2024年8月24日土曜日

フューズ 起爆装置たり得るか?

  海外物の悪漢小説なんかで、敵の下っ端をつかまえた主人公が情報を聞き出すために銃を突きつけながら「早くしゃべったほうが身のためだぜ、オレの引き金は軽いぜ」とか脅すというシーンはありがちだけど、こういうすぐに撃っちまうこらえ性のない輩からの連想で、性の営みにおいてこらえ性がなくすぐに撃っちまう輩をあっちのスラングで「ヘヤートリガー」と言うそうな、髪の毛の重さで発射してしまう敏感な銃の引き金。で、逆に天井の染みを数えていればすぐ終わると聞いていたのにいつまで経っても終わらなくていい加減眠くなってしまうような輩は「ロングヒューズ」と言うんだそうな。導火線が長すぎてなかなかドカンと爆発しない爆弾のイメージか。導火線の意味から転じてヒューズには起爆装置の意味が生じ、いまでは一定以上の電流が流れると溶けて断線する安全装置の呼び名となっており、ボカンと爆発させていたのが、そうさせないようにと回路を切断する装置にと、同じ呼び名の装置の役目がほぼ逆転していて、なかなか面白い。

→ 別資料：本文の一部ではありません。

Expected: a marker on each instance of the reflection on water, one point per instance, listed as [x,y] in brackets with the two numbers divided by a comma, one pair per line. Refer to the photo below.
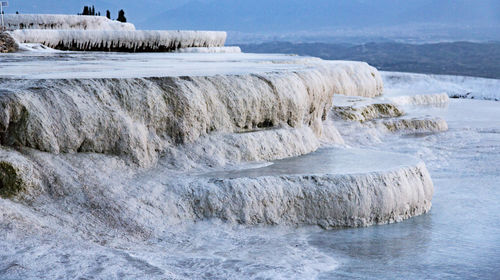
[326,161]
[460,237]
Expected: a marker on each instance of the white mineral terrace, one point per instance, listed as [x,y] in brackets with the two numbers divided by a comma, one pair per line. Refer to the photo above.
[163,133]
[121,40]
[63,22]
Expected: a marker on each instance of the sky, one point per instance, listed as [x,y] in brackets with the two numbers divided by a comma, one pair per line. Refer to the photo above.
[299,18]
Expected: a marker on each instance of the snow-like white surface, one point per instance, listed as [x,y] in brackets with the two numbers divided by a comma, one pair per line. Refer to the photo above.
[455,86]
[210,50]
[145,116]
[99,216]
[121,40]
[64,22]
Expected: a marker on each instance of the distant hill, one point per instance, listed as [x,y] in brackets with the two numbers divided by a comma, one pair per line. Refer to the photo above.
[457,58]
[301,19]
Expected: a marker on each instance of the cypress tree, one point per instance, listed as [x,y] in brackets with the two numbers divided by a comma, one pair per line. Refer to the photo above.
[121,16]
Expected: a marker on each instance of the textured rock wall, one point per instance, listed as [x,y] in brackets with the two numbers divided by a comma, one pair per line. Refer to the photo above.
[141,117]
[121,40]
[7,43]
[63,22]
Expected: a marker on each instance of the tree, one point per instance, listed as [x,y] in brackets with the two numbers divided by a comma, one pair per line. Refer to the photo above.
[121,16]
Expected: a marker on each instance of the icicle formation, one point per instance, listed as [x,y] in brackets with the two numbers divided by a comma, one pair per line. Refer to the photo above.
[64,22]
[126,41]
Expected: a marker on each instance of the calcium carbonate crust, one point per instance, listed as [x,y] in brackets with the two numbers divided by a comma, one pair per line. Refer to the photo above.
[120,40]
[63,22]
[141,117]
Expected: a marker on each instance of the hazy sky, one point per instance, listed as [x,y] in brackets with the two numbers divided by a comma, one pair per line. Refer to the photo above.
[286,16]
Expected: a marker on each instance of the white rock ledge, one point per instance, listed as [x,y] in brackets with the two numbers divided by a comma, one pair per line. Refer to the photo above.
[120,40]
[330,188]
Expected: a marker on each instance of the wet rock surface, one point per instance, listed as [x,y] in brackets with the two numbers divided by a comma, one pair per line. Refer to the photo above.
[7,43]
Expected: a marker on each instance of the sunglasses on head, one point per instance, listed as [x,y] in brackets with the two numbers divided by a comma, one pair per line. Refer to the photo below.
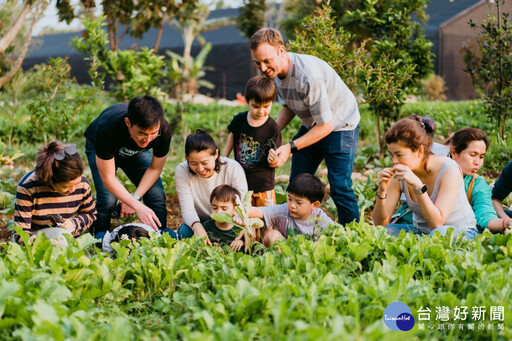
[61,154]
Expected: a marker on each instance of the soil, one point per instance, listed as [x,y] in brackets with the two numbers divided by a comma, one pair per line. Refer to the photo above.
[173,218]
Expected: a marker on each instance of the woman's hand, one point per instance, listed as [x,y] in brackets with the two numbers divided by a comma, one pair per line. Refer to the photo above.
[383,178]
[406,174]
[236,245]
[126,211]
[201,232]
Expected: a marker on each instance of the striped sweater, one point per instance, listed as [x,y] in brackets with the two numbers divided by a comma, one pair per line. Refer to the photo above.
[34,201]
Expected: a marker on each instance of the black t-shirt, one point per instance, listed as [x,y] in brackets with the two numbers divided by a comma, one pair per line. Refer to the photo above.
[110,137]
[217,235]
[251,146]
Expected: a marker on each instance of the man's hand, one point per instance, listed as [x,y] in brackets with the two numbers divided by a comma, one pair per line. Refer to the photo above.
[272,158]
[148,217]
[283,153]
[201,232]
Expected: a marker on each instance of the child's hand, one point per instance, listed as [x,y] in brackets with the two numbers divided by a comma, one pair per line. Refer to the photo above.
[237,219]
[201,232]
[69,226]
[236,245]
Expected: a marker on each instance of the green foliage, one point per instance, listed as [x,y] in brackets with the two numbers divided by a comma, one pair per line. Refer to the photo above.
[56,101]
[184,76]
[399,55]
[318,36]
[334,288]
[133,72]
[490,66]
[296,10]
[450,116]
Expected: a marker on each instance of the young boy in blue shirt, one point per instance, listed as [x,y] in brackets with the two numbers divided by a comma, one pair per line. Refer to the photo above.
[300,215]
[252,134]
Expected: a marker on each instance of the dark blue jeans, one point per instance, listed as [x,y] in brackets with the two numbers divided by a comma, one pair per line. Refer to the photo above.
[134,167]
[338,149]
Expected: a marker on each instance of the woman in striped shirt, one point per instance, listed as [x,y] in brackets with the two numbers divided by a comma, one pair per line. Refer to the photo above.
[55,193]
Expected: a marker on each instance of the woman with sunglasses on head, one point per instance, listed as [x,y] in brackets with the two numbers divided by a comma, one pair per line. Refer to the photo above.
[55,193]
[468,147]
[432,184]
[196,178]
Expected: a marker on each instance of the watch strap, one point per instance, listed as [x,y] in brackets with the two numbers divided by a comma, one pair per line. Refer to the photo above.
[420,190]
[293,147]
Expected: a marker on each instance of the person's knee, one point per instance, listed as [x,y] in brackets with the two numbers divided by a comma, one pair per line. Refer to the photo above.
[184,231]
[271,236]
[155,195]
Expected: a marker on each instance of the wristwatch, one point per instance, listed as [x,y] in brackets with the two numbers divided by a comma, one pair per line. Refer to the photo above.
[420,190]
[293,147]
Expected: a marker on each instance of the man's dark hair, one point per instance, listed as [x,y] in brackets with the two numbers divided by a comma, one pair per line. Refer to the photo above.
[307,186]
[145,111]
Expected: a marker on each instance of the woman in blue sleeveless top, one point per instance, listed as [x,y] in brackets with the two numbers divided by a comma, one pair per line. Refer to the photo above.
[433,185]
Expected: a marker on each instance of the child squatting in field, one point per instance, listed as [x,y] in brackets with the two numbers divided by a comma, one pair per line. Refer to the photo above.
[300,215]
[224,199]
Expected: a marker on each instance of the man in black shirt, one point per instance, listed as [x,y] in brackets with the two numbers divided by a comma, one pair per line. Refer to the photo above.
[121,137]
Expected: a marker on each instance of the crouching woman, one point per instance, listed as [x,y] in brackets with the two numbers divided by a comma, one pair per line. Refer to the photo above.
[432,185]
[55,194]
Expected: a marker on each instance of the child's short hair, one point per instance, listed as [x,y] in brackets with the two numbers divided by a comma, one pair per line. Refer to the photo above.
[307,186]
[260,89]
[131,232]
[225,193]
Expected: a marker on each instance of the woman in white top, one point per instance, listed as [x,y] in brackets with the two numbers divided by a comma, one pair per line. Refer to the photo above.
[432,184]
[196,178]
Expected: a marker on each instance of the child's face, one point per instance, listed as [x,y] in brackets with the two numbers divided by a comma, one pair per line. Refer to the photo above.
[223,207]
[299,207]
[259,111]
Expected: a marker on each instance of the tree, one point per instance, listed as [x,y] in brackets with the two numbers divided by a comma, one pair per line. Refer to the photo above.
[490,65]
[13,31]
[190,23]
[128,17]
[399,55]
[318,36]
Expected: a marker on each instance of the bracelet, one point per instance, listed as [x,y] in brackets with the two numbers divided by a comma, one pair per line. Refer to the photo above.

 で、デュエル社フューズ(FUZE)シリーズは、当然ながら釣果なりなんなりを爆発させるための起爆装置となるべく開発されたルア-達という意味の命名なんだろう。なかなか中二的センスで嫌いではない。

 実際に、海水温上昇対策と称して派手なミノーを選定する作業の中で、フューズ「マッディーミノー」になんか分からん良い魚が食ってきたことに端を発し、クランクによる底物・根魚狙いという”根魚クランク”にハマっていくことになり、マッディーミノー自体、ちょっと代替品が見あたらないぐらいの暴れん坊ミノーで個性的なルアーであることも有り、ワシの釣りに新たな火を付けてくれた起爆剤となってくれているのは確かである。

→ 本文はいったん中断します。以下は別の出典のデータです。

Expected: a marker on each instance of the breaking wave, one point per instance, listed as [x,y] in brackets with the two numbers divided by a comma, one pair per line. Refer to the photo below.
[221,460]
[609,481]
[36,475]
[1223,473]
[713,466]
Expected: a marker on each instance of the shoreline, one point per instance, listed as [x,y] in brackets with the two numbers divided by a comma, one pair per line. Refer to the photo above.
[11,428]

 マッディーミノーがこれだけ個性的なルアーなら同シリーズの他のルア-も気にならないと言えば嘘になる。気になったならまあ買うのである。っていうか買った。人気もなくクソ安いので、いつものとおりスルルのポチチである。ということで、今回”ルアー図鑑うすしお味”第67回は、デュエル社”フューズ”シリーズで行ってみます。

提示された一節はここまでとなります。